DC Edit | Doubts on exam integrity dampen dismal job scene
Mr Narendra Modi, who is now into his third term as the nation’s Prime Minister, often reminds his fellow citizens as well as world leaders about the demographic dividend India is about to harvest in the near future. He has statistics on his side — more than half of India’s population is aged below 30, that is, about 70 crore people are ready to be in the service of the nation, awaiting their turn. This is an advantage no other country can claim as its own.
But that’s only one side of the story.
The other, darker, side is that India is passing through a time when unemployment is at its peak in terms of absolute numbers.
While politicians bandy about figures proclaiming fast growth of the economy, economists are worried about growth in joblessness and surging numbers of the educated unemployed. Surveys had predicted that unemployment would be one of the key issues in the last general election, and the results did stop the BJP from bagging a comfortable majority.
It is in this context that the news reports — of irregularities in competitive examinations conducted — explode in the face of the nation.
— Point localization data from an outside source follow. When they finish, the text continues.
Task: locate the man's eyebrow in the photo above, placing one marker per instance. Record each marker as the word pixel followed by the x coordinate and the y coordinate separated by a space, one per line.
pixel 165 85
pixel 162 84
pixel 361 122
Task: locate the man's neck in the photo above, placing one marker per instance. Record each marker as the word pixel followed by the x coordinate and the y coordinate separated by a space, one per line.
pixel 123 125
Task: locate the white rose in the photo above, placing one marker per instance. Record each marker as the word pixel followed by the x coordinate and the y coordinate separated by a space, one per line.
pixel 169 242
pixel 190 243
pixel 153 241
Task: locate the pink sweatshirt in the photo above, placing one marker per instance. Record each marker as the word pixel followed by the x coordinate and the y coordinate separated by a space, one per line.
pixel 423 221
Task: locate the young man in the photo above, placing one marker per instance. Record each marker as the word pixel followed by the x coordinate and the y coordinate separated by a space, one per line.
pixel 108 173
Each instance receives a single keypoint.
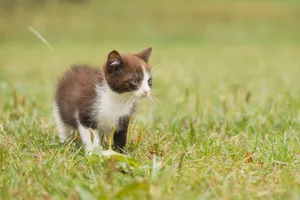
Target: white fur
(64, 130)
(115, 63)
(109, 106)
(86, 138)
(144, 86)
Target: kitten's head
(129, 73)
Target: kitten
(94, 101)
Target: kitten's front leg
(120, 135)
(89, 137)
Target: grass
(226, 126)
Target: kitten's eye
(134, 81)
(150, 82)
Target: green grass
(227, 124)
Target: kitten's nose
(146, 92)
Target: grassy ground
(227, 123)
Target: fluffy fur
(93, 101)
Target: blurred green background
(197, 44)
(228, 73)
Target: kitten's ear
(114, 61)
(145, 54)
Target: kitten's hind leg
(64, 130)
(89, 137)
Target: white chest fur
(109, 107)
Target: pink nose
(146, 92)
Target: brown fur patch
(130, 68)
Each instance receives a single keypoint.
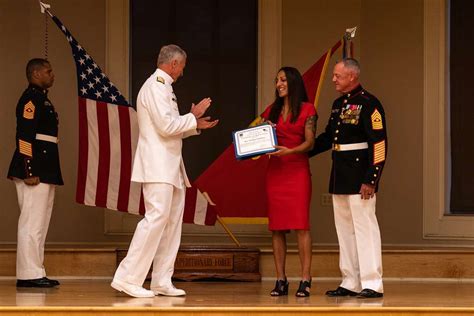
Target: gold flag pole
(221, 221)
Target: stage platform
(96, 297)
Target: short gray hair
(352, 64)
(169, 52)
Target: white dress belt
(346, 147)
(47, 138)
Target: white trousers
(156, 238)
(360, 250)
(36, 204)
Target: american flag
(108, 134)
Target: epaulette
(160, 79)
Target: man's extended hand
(31, 181)
(199, 109)
(205, 123)
(367, 191)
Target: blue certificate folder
(254, 141)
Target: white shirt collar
(164, 75)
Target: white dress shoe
(168, 291)
(131, 289)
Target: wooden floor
(96, 297)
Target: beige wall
(389, 45)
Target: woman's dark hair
(296, 95)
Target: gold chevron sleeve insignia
(29, 111)
(376, 118)
(25, 148)
(379, 152)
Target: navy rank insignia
(376, 119)
(29, 111)
(160, 79)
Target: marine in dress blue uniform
(36, 171)
(357, 135)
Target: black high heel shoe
(281, 288)
(303, 289)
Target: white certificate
(254, 141)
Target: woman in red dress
(288, 181)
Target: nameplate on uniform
(254, 141)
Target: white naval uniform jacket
(161, 130)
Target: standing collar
(164, 75)
(38, 88)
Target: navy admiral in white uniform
(36, 172)
(159, 166)
(357, 134)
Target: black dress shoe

It was in February this year the Uttar Pradesh government was forced to cancel the recruitment examination for police constables for which 43 lakh appeared. This was after allegations that the question papers were available for a price, ranging from Rs 50,000 to Rs 2 lakh.
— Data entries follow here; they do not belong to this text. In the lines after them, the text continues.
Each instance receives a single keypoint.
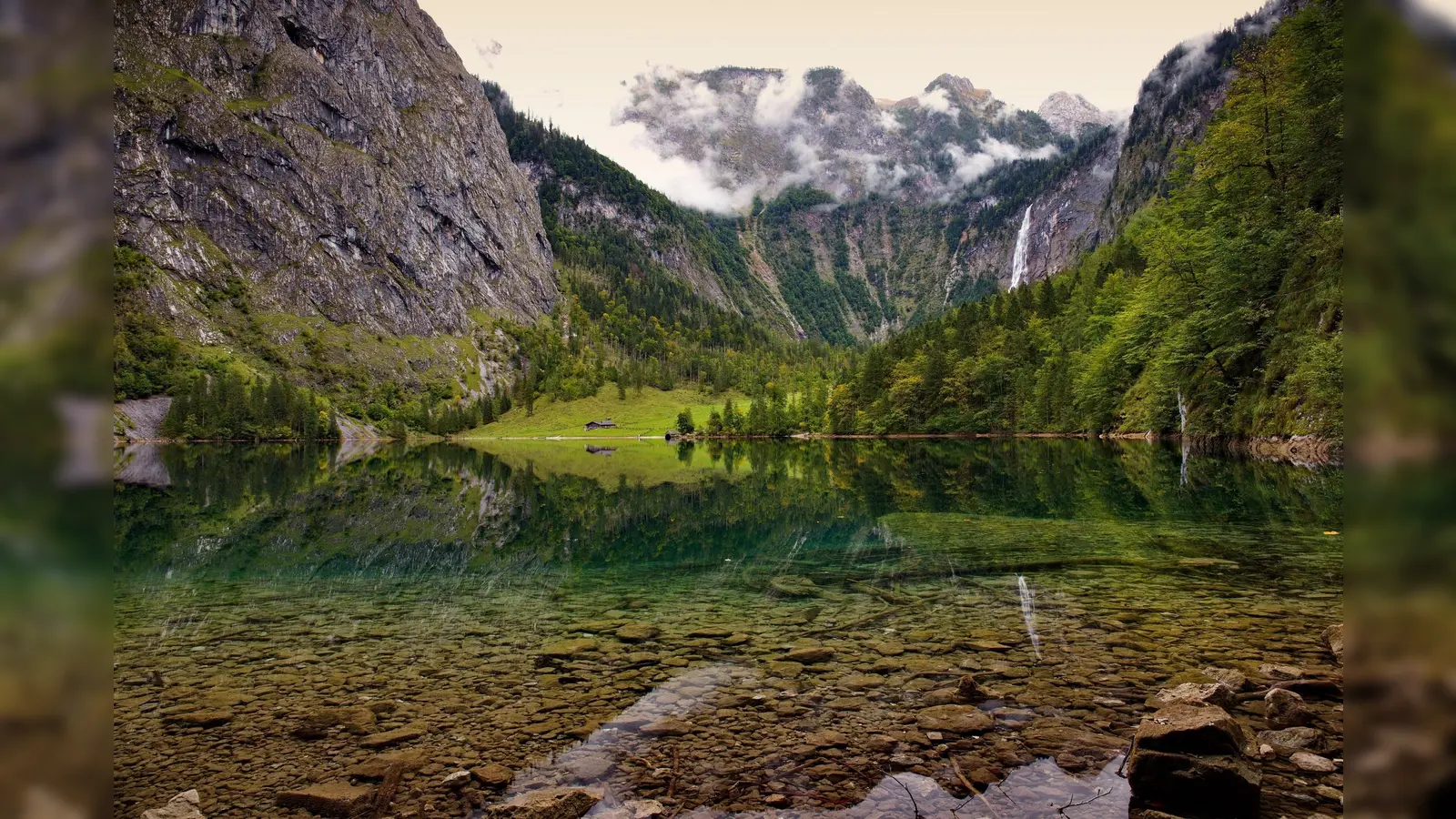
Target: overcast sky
(565, 60)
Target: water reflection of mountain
(444, 508)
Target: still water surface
(744, 629)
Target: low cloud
(779, 99)
(717, 138)
(488, 51)
(936, 99)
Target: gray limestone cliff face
(318, 159)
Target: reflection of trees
(298, 508)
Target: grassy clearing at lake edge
(650, 413)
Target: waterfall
(1028, 614)
(1018, 261)
(1183, 436)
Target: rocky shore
(414, 700)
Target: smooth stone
(1288, 741)
(1184, 784)
(590, 767)
(203, 719)
(1193, 694)
(1286, 710)
(1334, 639)
(551, 804)
(392, 738)
(329, 799)
(970, 691)
(570, 647)
(317, 723)
(794, 586)
(492, 775)
(784, 668)
(1228, 676)
(667, 726)
(1208, 562)
(181, 806)
(861, 681)
(1190, 729)
(1276, 671)
(827, 739)
(379, 765)
(1312, 763)
(638, 632)
(812, 654)
(954, 719)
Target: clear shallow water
(546, 608)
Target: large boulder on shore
(1190, 729)
(1213, 787)
(1188, 761)
(551, 804)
The leak of question papers of the National Eligibility-cum-Entrance test (Neet-UG) conducted for admissions into undergraduate medical courses is an event of a scale that is unheard of. So much so that even a shocked Supreme Court had to comment that the integrity of the examination has been compromised. The gravity of the situation can be gauged only when we consider the fact that it was introduced in 2013 to do away with ad hoc mechanisms and arbitrariness in medial admissions and introduce transparency instead.
The cancelling of the National Eligibility Test (NET) for junior research fellowship and teacher qualification has now followed the Neet-UG fiasco. The government continues to be in denial mode saying there is no systemic issue with the National Testing Agency and no proof of wrongdoing yet. However, reports have started appearing from various parts of the country that there is an active market selling question papers.
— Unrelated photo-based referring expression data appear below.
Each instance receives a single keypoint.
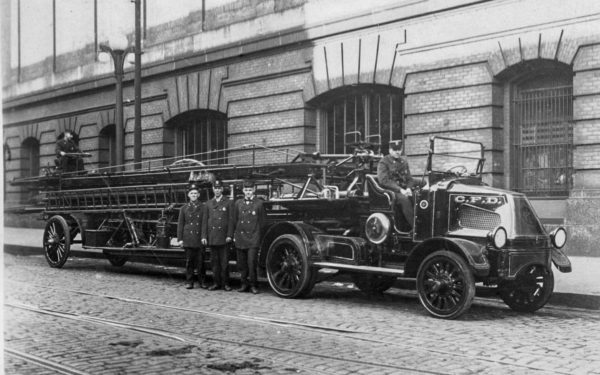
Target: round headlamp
(558, 237)
(377, 228)
(498, 237)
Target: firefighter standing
(217, 229)
(249, 219)
(189, 230)
(64, 147)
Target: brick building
(520, 76)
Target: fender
(473, 252)
(561, 261)
(305, 231)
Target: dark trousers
(194, 261)
(246, 264)
(407, 211)
(219, 260)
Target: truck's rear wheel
(445, 285)
(530, 290)
(57, 241)
(288, 270)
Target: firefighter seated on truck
(68, 158)
(393, 173)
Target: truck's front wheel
(57, 241)
(288, 270)
(530, 290)
(445, 285)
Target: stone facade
(267, 67)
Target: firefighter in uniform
(189, 231)
(249, 219)
(393, 173)
(64, 147)
(217, 230)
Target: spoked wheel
(288, 270)
(530, 290)
(116, 259)
(445, 285)
(57, 241)
(373, 284)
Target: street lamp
(118, 52)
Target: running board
(398, 272)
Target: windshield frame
(474, 155)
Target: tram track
(193, 342)
(42, 362)
(356, 335)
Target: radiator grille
(477, 218)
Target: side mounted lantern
(559, 237)
(377, 228)
(498, 237)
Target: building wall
(267, 67)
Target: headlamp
(558, 237)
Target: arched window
(107, 147)
(542, 130)
(30, 157)
(367, 112)
(201, 135)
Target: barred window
(352, 114)
(201, 135)
(542, 145)
(107, 147)
(30, 157)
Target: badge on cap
(396, 145)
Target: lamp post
(118, 54)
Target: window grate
(543, 141)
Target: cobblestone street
(90, 317)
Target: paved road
(90, 317)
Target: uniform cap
(396, 145)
The consistent failure on the part of the government, which gloats about its demographic dividend, to uphold transparency in the conduct of key examinations for which lakhs of hardworking youth apply is unsettling and difficult to stomach. The government must realise that grandstanding does not offer an alternative to transparency nor does glib talk replace jobs. Instead of using the mass of young people as an opportunity to fuel the nation’s growth, it is making its very survival a challenge for it. This is unconscionable.
It will be wrong for those in power to assume that the youth will be content with its pontificating. What if they are heading towards “a rude awakening if the nation returns to business as usual” as Martin Luther King Jr has presaged?